Security teams are under growing pressure to “secure AI” at the same pace which businesses are adopting it. But in many organizations, adoption is outpacing the ability to govern, monitor, and control it. When that gap widens, decision-making shifts from deliberate design to immediate coverage. The priority becomes getting something in place, whether that’s a point solution, a governance layer, or an extension of an existing platform, rather than ensuring those choices work together.

At the same time, AI governance is lagging adoption. 37% of organizations still lack AI adoption policies, shadow AI usage across SaaS has surged, and there are notable spikes in anomalous data uploads to generative AI services.  

First and foremost, it’s important to recognize the dual nature of AI risk. Much of the industry has focused on how attackers will use AI to move faster, scale campaigns, and evade detection. But what’s becoming just as significant is the risk introduced by AI inside the organization itself. Enterprises are rapidly embedding AI into workflows, SaaS platforms, and decision-making processes, creating new pathways for data exposure, privilege misuse, and unintended access across an already interconnected environment.

Because the introduction of complex AI systems into modern, hybrid environments is reshaping attacker behavior and exposing gaps between security functions, the challenge is no longer just having the right capabilities in place but effectively coordinating prevention, detection, investigation, response, and remediation together. As threats accelerate and systems become more interconnected, security depends on coordinated execution, not isolated tools, which is why lifecycle-based approaches to governance, visibility, behavioral oversight, and real-time control are gaining traction.

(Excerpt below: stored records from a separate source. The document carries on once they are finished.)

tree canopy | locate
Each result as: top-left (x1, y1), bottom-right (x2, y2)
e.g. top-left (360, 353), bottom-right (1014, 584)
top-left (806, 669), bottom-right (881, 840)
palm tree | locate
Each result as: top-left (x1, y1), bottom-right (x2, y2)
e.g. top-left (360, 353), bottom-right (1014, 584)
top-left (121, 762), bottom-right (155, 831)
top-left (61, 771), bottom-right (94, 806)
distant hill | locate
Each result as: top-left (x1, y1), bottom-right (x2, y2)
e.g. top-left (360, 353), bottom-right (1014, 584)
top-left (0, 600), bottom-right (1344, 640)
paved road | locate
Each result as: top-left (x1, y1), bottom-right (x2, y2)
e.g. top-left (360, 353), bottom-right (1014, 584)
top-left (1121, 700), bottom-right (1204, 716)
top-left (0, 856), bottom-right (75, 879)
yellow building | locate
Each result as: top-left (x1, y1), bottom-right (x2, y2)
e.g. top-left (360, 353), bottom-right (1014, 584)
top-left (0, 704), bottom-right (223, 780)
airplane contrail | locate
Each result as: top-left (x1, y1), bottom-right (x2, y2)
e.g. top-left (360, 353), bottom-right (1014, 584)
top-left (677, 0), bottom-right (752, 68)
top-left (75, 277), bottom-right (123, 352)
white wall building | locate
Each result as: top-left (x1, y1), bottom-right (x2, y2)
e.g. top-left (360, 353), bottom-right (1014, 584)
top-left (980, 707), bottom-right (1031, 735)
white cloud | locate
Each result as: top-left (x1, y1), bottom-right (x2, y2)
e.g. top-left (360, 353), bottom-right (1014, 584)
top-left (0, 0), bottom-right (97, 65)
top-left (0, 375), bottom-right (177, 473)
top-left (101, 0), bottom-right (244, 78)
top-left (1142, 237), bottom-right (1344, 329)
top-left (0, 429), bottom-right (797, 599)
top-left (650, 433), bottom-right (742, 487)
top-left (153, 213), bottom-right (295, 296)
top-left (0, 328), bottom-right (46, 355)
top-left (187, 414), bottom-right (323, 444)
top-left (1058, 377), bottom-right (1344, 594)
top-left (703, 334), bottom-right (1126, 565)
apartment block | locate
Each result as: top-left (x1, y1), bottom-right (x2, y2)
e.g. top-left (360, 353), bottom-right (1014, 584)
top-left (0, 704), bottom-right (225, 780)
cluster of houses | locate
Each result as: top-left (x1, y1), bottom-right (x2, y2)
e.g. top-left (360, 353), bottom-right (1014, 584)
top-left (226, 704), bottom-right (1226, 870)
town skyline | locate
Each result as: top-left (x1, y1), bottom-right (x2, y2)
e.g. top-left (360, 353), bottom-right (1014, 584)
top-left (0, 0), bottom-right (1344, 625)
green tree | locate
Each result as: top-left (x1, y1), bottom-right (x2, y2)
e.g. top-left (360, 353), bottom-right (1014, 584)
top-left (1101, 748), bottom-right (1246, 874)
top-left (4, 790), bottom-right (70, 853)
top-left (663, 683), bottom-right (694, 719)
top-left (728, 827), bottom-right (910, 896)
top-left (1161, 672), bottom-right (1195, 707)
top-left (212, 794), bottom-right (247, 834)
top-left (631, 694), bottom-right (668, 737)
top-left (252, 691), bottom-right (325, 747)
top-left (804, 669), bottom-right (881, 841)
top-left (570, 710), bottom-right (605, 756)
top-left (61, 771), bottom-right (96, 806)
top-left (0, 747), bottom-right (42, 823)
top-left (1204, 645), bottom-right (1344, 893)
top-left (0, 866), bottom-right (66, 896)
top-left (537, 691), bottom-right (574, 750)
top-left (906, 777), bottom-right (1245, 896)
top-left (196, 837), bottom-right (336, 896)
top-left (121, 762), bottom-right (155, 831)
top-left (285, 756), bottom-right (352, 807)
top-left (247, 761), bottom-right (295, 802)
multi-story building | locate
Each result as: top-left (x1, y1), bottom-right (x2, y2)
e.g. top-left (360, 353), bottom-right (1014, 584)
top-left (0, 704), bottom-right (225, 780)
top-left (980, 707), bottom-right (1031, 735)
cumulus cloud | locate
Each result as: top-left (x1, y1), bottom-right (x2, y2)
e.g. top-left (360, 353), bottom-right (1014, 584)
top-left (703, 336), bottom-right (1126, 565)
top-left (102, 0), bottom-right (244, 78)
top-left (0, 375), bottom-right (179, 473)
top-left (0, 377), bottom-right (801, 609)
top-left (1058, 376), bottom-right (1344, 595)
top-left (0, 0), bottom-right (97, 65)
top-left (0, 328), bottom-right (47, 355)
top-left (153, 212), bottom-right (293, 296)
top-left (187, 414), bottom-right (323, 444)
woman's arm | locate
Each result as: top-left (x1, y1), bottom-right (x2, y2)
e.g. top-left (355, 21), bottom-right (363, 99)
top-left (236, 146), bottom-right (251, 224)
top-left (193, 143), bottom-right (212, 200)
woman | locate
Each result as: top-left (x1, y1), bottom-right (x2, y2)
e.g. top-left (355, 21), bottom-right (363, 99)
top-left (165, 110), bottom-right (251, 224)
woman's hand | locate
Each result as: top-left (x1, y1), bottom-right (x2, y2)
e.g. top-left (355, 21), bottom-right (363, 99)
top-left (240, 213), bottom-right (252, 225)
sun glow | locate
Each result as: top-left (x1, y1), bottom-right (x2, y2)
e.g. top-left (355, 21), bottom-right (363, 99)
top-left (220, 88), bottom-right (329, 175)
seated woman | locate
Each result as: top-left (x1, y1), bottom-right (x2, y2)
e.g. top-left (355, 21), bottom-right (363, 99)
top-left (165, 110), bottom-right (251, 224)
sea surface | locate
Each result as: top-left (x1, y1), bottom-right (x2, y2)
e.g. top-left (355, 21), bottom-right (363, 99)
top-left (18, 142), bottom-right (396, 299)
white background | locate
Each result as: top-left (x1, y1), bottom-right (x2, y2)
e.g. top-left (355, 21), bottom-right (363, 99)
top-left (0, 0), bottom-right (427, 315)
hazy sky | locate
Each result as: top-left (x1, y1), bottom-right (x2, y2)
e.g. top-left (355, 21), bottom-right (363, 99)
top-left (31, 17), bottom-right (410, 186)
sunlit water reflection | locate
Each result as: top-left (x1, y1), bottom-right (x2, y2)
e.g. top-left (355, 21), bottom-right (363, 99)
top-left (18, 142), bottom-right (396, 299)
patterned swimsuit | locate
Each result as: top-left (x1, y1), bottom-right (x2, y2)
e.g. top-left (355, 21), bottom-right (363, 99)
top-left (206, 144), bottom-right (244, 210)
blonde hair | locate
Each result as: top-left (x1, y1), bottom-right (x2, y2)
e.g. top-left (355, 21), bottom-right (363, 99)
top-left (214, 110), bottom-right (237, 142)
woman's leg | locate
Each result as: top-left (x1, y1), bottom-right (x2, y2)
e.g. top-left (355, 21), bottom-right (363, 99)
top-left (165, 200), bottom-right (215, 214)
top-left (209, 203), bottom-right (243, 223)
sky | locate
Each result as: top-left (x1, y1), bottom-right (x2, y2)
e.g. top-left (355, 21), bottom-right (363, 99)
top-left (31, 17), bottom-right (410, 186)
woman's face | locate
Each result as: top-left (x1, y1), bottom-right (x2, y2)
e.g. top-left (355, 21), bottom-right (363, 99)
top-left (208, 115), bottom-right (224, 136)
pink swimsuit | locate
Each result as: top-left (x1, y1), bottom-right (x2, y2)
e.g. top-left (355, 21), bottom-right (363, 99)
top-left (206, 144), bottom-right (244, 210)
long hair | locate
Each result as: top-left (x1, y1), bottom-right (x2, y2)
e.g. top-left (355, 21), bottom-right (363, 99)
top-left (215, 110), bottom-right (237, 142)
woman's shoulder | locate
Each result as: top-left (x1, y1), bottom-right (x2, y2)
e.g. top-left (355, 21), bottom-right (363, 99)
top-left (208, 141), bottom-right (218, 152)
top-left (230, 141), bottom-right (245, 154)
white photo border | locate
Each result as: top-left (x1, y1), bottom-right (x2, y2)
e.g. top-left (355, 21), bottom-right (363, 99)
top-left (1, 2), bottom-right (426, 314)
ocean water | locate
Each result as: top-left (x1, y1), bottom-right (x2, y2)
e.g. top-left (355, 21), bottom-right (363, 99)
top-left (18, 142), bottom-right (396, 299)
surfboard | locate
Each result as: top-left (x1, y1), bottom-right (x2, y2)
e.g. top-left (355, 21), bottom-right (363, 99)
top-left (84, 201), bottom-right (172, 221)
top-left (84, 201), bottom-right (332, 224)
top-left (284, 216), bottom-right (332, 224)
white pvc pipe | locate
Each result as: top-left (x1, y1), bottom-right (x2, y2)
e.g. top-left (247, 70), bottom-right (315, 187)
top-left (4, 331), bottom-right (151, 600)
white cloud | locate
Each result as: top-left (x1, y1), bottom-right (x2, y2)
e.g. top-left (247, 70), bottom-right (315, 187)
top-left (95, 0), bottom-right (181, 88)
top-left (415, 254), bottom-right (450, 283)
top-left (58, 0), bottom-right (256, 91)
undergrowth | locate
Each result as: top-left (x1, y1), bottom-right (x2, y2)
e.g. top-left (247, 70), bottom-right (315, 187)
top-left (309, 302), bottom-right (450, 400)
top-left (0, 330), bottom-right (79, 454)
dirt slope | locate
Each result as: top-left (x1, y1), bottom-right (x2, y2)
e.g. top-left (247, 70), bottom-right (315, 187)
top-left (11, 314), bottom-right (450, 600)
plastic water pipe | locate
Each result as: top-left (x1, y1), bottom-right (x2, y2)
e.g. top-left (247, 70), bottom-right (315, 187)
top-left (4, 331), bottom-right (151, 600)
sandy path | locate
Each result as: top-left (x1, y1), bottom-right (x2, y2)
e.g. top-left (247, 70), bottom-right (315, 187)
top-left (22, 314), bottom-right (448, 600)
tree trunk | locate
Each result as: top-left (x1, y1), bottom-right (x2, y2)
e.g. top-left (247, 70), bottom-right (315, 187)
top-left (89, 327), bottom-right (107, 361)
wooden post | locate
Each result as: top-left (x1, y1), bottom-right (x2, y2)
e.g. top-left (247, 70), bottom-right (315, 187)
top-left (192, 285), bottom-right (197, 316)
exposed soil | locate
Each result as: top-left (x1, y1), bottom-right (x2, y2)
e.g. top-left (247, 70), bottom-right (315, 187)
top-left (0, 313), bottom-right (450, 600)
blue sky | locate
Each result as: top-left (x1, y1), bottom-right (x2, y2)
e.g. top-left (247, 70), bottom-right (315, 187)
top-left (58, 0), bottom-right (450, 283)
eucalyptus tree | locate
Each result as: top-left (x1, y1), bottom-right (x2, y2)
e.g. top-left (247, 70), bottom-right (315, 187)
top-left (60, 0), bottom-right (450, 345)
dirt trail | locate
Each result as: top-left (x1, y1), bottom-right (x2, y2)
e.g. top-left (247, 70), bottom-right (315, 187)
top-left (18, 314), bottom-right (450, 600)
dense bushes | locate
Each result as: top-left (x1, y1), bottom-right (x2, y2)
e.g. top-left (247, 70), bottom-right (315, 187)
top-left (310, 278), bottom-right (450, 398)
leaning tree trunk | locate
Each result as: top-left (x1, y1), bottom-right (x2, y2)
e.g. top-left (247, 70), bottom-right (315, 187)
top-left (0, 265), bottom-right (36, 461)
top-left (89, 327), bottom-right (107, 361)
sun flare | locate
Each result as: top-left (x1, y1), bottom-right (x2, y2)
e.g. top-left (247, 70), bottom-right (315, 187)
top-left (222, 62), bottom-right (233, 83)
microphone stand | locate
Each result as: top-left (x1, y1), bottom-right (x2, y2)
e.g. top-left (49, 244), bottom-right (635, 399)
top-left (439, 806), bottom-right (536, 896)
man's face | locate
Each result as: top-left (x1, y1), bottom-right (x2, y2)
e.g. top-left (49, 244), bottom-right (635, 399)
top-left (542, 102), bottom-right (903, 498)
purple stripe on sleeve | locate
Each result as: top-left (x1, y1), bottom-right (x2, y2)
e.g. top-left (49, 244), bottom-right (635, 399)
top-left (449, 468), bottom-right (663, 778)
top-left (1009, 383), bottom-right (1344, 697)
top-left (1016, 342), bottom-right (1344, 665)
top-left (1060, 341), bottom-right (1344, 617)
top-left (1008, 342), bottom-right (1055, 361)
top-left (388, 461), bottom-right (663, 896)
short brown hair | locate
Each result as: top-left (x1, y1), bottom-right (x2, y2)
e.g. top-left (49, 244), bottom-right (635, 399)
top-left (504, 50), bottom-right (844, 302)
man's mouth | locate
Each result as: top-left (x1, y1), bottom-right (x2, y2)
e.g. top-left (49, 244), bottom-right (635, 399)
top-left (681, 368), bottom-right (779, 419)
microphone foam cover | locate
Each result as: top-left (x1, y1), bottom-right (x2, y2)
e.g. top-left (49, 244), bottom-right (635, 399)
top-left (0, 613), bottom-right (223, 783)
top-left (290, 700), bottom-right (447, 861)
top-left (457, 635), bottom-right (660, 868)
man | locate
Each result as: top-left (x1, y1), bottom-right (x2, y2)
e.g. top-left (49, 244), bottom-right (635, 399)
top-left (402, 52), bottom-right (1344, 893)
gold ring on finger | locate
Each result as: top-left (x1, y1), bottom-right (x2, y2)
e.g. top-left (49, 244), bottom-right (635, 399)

From cloud consolidation to AI systems what we can learn

We have seen a version of AI adoption before in cloud security. In the early days, tooling fragmented into posture, workload/runtime, identity, data, and more. Gradually, cloud security collapsed into broader cloud platforms. The lesson was clear: posture without runtime misses active threats; runtime without posture ignores root causes. Strong programs ran both in parallel and stitched the findings together in operations.  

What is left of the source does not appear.